Confondre « faire de l’agile » et « être agile »

Faire de l’agile c’est se focaliser sur les pratiques, les outils tandis qu’être agile repose sur les valeurs et les principes de l’agilité : être agile c’est un état d’esprit. Il faut savoir que la pratique de l’agilité avec des outils tels que SCRUM ou autre ne représente qu’une partie minime du temps passé sur un projet agile. Ce qui dominera sera l’état d’esprit agile, c’est lui que vous devez garder tout au long du projet. Il faut absolument avoir en tête les 4 valeurs de l’agile Manifesto à savoir :  Les individus et leurs interactions, Des logiciels opérationnels, La collaboration avec les clients, L’adaptation au changement et ses 12 principes qui en découlent.

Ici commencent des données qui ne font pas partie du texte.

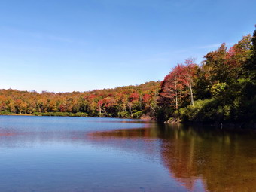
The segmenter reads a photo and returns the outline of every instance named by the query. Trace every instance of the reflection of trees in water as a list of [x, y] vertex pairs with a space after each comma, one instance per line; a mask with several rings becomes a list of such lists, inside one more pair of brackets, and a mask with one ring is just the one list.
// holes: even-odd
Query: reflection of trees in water
[[[91, 143], [161, 157], [170, 175], [188, 190], [256, 190], [255, 133], [182, 126], [102, 132], [16, 133], [0, 130], [0, 147], [33, 142]], [[172, 127], [169, 127], [172, 126]], [[150, 157], [151, 158], [151, 157]]]
[[209, 191], [255, 191], [253, 136], [183, 127], [165, 131], [170, 137], [163, 142], [163, 163], [188, 189], [200, 178]]

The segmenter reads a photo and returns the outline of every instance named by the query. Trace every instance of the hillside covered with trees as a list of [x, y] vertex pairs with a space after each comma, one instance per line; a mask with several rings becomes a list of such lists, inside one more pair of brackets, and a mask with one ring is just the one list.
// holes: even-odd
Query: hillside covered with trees
[[0, 90], [2, 114], [154, 118], [160, 82], [88, 92]]
[[178, 64], [162, 82], [83, 93], [0, 90], [0, 113], [255, 123], [256, 30], [204, 58]]
[[251, 123], [256, 120], [256, 30], [227, 48], [178, 64], [159, 93], [162, 120]]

La nuance est importante à cerner entre le « faire » et le « être ». Par exemple, faire de l’agile c’est respecter le processus SCRUM, faire un tableau Kanban ou encore organiser des Stand up Etc. Seulement être agile c’est plus que çà. Le « Being Agile » c’est l’état d’esprit, la mentalité. Vous pouvez utiliser  tous les outils de l’agilité possibles et imaginables, si vous n’avez pas cet état d’esprit agile vous serez bloqués à un moment ou à un autre. On ne peut pas être agile seulement en adoptant un groupe de pratiques de l’agilité (Scrum, Extreme Programming etc…). Être agile repose sur la réactivité, la façon de se comporter tout au long du projet agile, la manière de communiquer, de penser : il faut penser agile ! Si vous vous réunissez lors d’une Stand Up avec vos équipes mais qu’ils ne saisissent pas  l’intérêt, les valeurs du Stand Up mais qu’ils sont présent juste par obligation, ce dernier sera totalement inutile. Il ne faut pas faire de l’agile juste pour faire de l’agile. L’équipe doit porter les valeurs de l’agilité.

Suivre les règles

Les règles sont faites pour être enfreintes. Il est impossible de suivre à la lettre tous les concepts et pratiques de l’agilité. Si vous n’adaptez pas ces règles à votre projet vous avez de grandes chances de foncer dans le mur. Brisez ces règles et personnalisez les ! C’est d’ailleurs une des 4 valeurs sur laquelle repose l’agilité : L’adaptation au changement. Il faut être flexible en étant capable de s’adapter et ne pas suivre forcément le plan initial. Et surtout n’hésitez pas à créer vos propres règles qui reposeront sur votre vision et/ou la vision de vos équipe de l’agilité. Il n’y a pas de limite à l’agilité : réinventez là de manière continue.

Ne pas tenter

Si vous partez en disant que vous n’avez pas besoin de telle ou telle pratique ou qu’elle ne marchera pas sans l’avoir testée au préalable vous passez forcément à côté d’une occasion. Car comme il a été dit plus haut il faut réadapter les pratiques à votre propre cas. Donc même si vous vous plantez cet échec sera positif : il vous permettra de rebondir car se planter c’est le seul moyen de savoir quels changements il faut appliquer pour s’améliorer.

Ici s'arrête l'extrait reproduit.